Deben ser soluciones sostenibles, que rebasen políticas o medidas temporales que van siendo insuficientes y fácilmente desbordadas por la magnitud de la situación. Más aún, que vayan más allá de medidas en las que la preocupación por la seguridad de los principales países receptores, en este caso los EE. UU., sea el único punto de la agenda, y en consecuencia la militarización y el trato humillante y represivo sea considerado como la más viable o la única respuesta. Son justamente esas las medidas que empezaron a ponerse en curso en la frontera entre Colombia y Panamá.
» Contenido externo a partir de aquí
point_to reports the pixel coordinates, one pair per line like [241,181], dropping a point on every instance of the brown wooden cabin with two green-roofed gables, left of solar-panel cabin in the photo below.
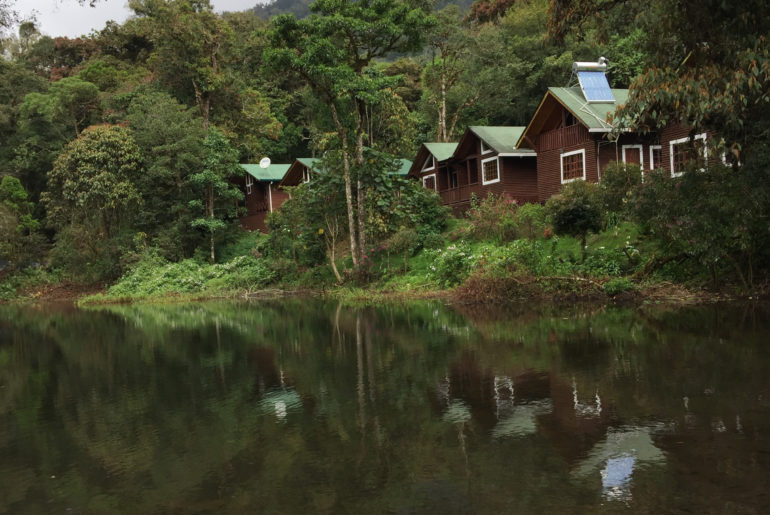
[484,161]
Le va a ser muy difícil y le va a costar mucho al gobierno panameño controlar una frontera tan larga - doscientos sesenta y seis kilómetros- y una selva tan espesa con cuatro cercas de alambre de 80 metros, como las que ya se han instalado. Ninguna política de control migratorio va a ser efectiva si no está dentro de un marco que la vincule imperativamente con la superación de las causas que generan los flujos migratorios: inequidad, pobreza, hambre, inseguridad, etc., y si no es parte, a su vez, de la de necesidad de trabajar para que el mundo se disponga a la construcción de una humanidad que, aunque diversa, sea capaz de converger en la búsqueda de una cierta justicia planetaria.